Незаконнорожденная - Кэтрин Уэбб
Шрифт:
Интервал:
Закладка:
Джонатану все время чудилось присутствие французов у него за спиной. Они казались огромной черной тучей или гигантской волной, которая вот-вот обрушится на голову. Джонатана не оставляло лишающее сна чувство, что кто-то его выслеживает и крадется за ним по пятам. Раньше он был скор на расправу с непокорными солдатами, но теперь поведение его изменилось. Ротам, которыми командовали другие офицеры, повезло меньше. Некоторые провинившиеся получали сто ударов за одну-единственную жалобу, произнесенную сквозь зубы, двести, ежели кто отставал от колонны, и триста за злостное неповиновение. Их оставляли лежать на земле с растерзанными спинами, почти без шансов выжить, и после таких зверств солдаты ненавидели командиров еще больше, чем раньше. «Бегите! – хотелось крикнуть им Джонатану. – Что с вами случилось? Бегите, пока можете!» Но слова застревали в горле. Он силился выдавить их из себя и не мог этого сделать. Между тем дождь превратился в снег, и ледяной ветер бросал его в лицо. Солдаты заметили внутренние терзания их командира, расценив их как признак того, что отступление ему не по душе, как и им. И полюбили его за это; если бы война не подавила в Джонатане чувство юмора, он посмеялся бы над этой иронией судьбы.
Холод стоял такой, что кровь стыла в жилах. Каждую ночь снег схватывало морозом. Тогда образовывался наст, твердый и острый как бритва. Солдаты, потерявшие сапоги в засасывающей грязи равнинных дорог, теперь брели босыми, едва ковыляя на обмороженных, почерневших ногах, распухших и покрывшихся язвами. Один рядовой сбил ноги до рваных ран. Когда Джонатан подошел к нему, тот стоял на коленях в снегу и смотрел вниз на карабкавшихся вдалеке по скалистому склону французов. Гладкие серые пяточные кости торчали из-под стершихся подошв его ступней. От этого зрелища у Джонатана закружилась голова, как будто он стоял на кромке обрыва, рискуя упасть вниз. Когда солдат увидел, что на него смотрят, он улыбнулся.

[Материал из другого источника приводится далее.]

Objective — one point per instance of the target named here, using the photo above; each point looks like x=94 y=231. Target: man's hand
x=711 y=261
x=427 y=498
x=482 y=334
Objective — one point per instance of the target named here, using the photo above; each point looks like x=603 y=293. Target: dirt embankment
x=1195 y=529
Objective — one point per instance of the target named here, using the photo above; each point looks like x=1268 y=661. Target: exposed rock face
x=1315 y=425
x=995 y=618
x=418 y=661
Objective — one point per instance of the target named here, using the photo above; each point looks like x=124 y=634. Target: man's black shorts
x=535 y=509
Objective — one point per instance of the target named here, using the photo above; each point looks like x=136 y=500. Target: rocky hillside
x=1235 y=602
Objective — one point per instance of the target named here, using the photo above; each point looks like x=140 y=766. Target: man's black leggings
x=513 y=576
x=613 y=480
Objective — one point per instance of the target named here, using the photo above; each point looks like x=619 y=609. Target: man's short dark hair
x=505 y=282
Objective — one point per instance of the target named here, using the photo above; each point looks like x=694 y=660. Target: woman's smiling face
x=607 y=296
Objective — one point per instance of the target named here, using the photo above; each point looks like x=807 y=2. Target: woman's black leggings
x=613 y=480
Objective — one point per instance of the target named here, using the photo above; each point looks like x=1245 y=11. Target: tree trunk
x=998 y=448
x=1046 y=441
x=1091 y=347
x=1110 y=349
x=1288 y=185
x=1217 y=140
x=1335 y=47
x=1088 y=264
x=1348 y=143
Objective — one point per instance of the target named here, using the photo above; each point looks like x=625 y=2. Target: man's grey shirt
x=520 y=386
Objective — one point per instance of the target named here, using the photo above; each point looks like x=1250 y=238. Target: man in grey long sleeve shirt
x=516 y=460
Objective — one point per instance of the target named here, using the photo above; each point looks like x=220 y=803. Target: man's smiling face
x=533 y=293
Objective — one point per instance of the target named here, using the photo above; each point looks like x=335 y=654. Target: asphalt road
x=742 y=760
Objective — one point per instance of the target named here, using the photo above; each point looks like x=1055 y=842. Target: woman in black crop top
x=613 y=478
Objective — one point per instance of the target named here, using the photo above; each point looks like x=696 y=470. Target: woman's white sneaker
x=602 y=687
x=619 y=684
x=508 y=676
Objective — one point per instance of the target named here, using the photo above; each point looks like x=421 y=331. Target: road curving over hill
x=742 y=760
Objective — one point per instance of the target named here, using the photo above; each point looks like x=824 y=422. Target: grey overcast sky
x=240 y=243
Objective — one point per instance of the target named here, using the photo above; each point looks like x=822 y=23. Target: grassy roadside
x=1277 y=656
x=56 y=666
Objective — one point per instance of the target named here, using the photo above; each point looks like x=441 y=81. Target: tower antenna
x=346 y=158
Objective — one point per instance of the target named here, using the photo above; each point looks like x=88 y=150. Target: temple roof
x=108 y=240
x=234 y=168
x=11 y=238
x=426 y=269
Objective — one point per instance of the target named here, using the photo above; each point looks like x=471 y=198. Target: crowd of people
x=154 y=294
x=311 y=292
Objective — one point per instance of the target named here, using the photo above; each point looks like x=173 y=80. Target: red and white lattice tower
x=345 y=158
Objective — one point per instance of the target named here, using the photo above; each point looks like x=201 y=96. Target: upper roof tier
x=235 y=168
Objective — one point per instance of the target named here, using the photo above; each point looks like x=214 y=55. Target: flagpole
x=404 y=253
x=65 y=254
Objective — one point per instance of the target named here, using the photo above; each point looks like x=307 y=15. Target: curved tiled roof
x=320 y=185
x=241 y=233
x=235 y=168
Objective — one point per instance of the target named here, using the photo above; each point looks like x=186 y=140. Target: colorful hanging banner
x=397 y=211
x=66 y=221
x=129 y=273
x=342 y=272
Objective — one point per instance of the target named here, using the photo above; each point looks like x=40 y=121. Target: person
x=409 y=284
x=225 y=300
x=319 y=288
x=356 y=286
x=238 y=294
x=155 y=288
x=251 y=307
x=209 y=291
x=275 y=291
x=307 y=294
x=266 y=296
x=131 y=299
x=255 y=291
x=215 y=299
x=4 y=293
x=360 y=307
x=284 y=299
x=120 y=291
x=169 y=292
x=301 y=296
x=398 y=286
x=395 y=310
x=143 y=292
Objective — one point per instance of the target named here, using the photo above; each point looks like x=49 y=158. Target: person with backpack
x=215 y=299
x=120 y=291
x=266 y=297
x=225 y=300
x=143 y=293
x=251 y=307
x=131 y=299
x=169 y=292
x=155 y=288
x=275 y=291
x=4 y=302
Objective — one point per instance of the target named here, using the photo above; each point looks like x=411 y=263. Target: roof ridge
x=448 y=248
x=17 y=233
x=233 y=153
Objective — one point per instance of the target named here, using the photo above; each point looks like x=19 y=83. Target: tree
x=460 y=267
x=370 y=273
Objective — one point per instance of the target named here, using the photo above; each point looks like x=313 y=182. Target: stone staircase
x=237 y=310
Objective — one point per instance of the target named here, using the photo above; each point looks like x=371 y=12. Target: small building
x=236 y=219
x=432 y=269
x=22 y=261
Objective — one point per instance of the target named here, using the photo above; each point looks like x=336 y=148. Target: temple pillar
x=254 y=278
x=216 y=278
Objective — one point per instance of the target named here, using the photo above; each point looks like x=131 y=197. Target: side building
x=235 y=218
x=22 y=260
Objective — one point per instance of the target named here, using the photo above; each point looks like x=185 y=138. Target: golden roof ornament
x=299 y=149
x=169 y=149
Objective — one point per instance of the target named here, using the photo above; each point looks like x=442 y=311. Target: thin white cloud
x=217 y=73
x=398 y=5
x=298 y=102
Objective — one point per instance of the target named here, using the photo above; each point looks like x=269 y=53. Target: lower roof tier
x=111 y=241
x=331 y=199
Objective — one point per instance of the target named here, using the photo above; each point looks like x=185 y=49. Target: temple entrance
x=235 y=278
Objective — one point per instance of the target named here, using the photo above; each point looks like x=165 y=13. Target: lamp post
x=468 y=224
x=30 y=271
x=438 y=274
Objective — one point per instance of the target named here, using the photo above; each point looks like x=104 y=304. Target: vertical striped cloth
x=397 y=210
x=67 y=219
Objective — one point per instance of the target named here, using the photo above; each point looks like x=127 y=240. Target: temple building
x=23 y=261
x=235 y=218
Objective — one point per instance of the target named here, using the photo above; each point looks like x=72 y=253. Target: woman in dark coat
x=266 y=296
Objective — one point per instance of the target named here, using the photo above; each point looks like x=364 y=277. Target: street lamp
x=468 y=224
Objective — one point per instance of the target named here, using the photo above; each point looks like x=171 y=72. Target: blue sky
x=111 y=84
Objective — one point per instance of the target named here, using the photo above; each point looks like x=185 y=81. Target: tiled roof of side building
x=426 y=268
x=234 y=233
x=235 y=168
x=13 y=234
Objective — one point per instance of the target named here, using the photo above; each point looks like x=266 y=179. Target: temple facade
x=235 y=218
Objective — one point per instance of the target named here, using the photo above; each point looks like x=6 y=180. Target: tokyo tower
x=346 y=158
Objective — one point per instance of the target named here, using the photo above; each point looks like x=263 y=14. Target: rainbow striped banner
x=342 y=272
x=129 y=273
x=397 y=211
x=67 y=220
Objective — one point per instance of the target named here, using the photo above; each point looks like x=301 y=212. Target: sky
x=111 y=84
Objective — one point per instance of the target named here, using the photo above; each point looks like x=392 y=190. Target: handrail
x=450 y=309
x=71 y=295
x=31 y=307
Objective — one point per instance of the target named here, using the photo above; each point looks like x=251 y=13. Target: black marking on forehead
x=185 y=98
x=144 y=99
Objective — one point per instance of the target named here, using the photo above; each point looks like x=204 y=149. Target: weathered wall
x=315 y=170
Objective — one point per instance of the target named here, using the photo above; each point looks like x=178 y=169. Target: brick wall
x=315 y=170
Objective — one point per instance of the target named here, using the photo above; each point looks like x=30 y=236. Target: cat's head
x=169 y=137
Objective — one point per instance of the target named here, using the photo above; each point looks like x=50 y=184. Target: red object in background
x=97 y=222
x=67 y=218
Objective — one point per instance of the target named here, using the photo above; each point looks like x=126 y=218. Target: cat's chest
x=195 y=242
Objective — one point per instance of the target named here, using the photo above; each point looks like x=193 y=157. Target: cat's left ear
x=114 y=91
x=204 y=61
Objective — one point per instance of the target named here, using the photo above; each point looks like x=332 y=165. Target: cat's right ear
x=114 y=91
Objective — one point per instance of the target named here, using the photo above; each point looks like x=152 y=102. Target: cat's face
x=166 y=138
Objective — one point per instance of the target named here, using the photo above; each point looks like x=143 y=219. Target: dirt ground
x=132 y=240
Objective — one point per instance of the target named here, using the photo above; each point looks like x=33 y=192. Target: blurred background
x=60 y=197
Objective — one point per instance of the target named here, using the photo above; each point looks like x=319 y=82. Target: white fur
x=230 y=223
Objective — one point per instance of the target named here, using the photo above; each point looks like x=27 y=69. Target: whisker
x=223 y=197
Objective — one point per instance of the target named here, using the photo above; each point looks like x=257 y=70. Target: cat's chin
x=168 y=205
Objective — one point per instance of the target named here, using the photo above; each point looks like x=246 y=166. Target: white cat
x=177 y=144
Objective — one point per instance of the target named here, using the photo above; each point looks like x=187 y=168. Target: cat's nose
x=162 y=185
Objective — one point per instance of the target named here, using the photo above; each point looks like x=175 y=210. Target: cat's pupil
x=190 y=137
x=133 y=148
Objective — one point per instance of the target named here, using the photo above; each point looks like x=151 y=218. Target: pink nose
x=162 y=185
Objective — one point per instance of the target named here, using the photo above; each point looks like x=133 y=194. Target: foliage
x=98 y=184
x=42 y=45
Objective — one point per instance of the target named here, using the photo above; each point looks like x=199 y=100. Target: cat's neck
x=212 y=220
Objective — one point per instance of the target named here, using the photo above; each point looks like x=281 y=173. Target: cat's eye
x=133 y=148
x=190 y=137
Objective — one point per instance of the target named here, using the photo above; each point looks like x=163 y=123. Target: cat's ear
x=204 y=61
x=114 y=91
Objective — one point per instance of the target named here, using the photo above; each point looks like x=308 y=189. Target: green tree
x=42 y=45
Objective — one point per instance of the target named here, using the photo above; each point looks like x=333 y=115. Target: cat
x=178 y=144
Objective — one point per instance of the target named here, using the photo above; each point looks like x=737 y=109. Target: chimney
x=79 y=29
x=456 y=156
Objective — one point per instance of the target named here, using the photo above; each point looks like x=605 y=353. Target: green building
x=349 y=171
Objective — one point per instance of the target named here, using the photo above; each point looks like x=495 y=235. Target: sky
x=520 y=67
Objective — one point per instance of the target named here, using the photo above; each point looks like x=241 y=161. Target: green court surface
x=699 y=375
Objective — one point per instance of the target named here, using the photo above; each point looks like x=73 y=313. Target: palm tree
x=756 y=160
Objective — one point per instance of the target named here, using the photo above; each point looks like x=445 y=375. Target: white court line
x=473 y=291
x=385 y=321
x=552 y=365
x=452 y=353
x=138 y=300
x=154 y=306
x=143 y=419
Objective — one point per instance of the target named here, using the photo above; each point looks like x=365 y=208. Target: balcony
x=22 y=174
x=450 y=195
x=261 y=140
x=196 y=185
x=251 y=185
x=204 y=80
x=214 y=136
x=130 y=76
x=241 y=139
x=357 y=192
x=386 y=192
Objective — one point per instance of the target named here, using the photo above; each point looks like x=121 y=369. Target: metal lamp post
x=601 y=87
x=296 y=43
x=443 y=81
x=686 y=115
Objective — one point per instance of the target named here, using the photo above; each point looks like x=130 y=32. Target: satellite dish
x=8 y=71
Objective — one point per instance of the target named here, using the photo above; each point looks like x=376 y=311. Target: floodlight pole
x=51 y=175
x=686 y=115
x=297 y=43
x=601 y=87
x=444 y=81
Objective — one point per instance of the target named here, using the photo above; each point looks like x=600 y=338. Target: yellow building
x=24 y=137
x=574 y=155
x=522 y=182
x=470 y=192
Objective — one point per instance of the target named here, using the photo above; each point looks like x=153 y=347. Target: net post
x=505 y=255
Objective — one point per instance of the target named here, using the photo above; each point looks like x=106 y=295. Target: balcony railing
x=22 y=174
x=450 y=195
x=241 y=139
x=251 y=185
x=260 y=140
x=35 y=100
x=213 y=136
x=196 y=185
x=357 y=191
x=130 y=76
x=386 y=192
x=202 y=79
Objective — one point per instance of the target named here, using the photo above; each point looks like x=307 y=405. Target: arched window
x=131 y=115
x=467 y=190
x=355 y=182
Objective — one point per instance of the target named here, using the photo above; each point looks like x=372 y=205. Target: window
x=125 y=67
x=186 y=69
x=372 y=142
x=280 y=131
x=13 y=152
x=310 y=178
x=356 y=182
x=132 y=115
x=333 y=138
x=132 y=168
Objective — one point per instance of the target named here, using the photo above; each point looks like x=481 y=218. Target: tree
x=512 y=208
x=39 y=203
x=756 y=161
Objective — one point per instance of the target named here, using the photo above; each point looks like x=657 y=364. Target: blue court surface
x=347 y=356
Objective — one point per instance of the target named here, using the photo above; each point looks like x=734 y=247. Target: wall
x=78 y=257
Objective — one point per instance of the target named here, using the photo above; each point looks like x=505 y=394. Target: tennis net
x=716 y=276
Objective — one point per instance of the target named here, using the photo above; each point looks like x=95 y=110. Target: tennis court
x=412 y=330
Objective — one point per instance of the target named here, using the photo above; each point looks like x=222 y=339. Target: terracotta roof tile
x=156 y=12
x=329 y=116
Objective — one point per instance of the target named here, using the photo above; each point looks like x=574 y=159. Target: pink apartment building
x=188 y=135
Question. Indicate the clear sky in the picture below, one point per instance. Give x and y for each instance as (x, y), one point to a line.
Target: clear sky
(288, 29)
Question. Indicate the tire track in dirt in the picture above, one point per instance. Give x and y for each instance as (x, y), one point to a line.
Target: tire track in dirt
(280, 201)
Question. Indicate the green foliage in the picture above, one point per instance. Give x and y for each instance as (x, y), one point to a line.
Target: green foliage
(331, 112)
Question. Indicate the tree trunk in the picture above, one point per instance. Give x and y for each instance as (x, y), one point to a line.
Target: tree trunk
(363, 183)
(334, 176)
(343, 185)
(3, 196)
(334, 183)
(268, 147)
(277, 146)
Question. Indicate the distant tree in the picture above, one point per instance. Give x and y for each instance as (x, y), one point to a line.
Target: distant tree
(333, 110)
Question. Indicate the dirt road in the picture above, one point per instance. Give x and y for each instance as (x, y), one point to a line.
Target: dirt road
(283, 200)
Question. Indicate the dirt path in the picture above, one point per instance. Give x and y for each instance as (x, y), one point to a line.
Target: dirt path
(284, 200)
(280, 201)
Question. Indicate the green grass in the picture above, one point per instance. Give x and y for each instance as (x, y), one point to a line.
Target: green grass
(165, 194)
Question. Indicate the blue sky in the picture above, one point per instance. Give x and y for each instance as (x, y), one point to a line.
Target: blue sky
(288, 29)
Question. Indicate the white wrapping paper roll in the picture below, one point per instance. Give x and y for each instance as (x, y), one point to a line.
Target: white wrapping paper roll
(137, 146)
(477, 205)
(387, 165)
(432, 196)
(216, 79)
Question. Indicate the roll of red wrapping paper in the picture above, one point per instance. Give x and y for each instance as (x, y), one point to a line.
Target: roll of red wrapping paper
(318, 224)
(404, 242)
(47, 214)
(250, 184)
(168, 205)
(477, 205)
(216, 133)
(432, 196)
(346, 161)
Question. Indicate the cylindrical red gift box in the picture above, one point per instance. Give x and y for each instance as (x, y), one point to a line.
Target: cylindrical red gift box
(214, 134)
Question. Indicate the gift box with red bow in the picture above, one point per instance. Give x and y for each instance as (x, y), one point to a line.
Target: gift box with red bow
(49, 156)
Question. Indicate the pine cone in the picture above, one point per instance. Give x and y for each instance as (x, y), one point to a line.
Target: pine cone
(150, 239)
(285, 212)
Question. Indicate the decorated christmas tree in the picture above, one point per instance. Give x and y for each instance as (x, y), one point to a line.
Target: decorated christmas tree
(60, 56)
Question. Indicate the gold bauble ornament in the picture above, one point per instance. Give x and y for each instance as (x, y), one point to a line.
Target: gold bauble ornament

– Хорошенький видок, чтобы напугать этих французишек, правда, сэр? – прохрипел он голосом, таким же слабым, как его тело. – Не волнуйтесь за меня, сэр, ноги у меня совсем не болят.
Его глаза горели тусклым лихорадочным огнем, и Джонатан двинулся дальше, не раскрыв рта, чтобы поговорить с этим человеком. Он испугался, потому что бедняга, по сути, был мертв, хотя все еще продолжал идти, – мертв, хоть еще этого не осознал.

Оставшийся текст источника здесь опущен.